Glencoe Woolshed | Unknown Photograph

As a boy, John Gay would travel with his family from Adelaide to stay with his grandparents, Isaac and Caroline Poulton, who lived in the small Limestone Coast town of Glencoe. He remembers wonderful times running around Glencoe, visiting some of the properties and old buildings in the district. One of these was the iconic Leake Brothers woolshed which was no longer utilised for shearing but used as a store shed.

John, now 92, came back to visit the Glencoe wool shed. He didn’t return with a view to running around Glencoe this time, but with an altogether specific project in mind. John had recently been sorting some family photographs and came across a number of images that he recognised were connected to his visits to the Limestone coast of long ago.
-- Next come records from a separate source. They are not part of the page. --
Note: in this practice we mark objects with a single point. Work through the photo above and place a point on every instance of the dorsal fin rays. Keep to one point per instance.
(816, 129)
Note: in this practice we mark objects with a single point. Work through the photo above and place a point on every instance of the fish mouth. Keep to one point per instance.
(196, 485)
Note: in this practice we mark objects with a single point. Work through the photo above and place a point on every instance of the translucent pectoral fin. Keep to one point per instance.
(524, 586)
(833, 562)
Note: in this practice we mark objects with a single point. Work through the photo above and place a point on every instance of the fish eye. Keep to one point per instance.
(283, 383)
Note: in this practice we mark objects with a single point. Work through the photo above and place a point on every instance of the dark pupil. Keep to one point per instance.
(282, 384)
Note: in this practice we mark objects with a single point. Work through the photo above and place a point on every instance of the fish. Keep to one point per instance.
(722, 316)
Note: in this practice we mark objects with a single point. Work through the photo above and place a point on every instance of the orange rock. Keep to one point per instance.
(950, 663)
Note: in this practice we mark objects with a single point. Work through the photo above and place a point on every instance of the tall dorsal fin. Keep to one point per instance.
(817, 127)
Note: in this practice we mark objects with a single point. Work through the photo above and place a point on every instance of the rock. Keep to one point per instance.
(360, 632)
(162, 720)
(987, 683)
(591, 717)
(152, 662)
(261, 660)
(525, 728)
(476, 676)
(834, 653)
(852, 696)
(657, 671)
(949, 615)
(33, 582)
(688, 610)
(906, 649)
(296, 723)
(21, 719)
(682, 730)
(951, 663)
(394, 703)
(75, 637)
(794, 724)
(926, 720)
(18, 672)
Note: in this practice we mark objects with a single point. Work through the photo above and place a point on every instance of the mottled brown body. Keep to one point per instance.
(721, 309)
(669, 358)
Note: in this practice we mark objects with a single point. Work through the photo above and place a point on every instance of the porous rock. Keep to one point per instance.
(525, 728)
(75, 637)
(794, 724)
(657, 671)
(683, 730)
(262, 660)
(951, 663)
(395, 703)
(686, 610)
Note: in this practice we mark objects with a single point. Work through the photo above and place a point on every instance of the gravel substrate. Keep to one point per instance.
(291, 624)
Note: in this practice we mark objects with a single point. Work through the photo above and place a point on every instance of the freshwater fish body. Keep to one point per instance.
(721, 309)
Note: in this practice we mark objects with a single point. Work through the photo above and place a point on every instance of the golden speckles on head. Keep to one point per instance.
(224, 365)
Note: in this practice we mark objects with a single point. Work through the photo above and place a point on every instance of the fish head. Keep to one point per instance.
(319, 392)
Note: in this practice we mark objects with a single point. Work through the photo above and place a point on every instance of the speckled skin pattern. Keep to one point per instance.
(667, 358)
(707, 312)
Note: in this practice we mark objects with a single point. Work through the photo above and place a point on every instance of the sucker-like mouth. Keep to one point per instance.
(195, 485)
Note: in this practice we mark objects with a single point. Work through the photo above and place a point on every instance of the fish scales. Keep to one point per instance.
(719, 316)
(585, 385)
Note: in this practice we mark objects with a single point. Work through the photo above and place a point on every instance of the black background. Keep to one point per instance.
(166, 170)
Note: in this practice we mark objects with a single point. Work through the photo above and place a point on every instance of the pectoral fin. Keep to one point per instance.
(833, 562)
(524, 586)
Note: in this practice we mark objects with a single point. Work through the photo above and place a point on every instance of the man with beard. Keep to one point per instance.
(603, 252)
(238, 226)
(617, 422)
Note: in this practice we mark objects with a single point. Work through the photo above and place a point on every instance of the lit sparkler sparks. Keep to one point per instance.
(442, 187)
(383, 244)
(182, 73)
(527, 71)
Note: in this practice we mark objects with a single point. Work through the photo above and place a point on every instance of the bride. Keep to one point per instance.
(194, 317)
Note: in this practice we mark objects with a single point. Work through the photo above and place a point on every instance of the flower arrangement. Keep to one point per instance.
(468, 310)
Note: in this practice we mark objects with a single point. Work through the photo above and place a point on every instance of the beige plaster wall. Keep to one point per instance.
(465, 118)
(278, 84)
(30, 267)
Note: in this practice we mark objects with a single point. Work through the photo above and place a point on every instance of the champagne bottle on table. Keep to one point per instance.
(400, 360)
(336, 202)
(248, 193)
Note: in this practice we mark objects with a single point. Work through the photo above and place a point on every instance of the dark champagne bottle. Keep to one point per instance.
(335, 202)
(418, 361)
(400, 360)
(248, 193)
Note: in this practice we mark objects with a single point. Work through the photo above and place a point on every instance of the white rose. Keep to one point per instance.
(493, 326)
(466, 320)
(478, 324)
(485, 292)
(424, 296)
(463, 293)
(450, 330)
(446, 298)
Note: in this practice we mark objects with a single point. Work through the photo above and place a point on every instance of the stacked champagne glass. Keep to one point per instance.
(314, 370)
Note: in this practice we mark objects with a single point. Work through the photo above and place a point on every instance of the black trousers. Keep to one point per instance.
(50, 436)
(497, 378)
He decided that he wished to see these returned to the region and passed to appropriate groups who could make best use of them.

So it was that John, daughter Meredith and son Andrew arrived in Glencoe in January and presented previously unknown photographs of the Glencoe woolshed and the Port MacDonnell wool wash to the National Trust of SA Glencoe Branch. Following this, they then travelled to the Naracoorte Sheep’s Back Museum to donate images there as well.

A short time later at a regular Glencoe Branch meeting one of the members, John Berger, commented on the high quality of the images and suggested we have an enlargement of the wool shed shearers produced for display in the woolshed. This has been completed (2.5 metres wide) and the woolshed now displays a wonderful image that might easily have been lost if not for the interest and determination of John to make the trip to handover these wonderful old images.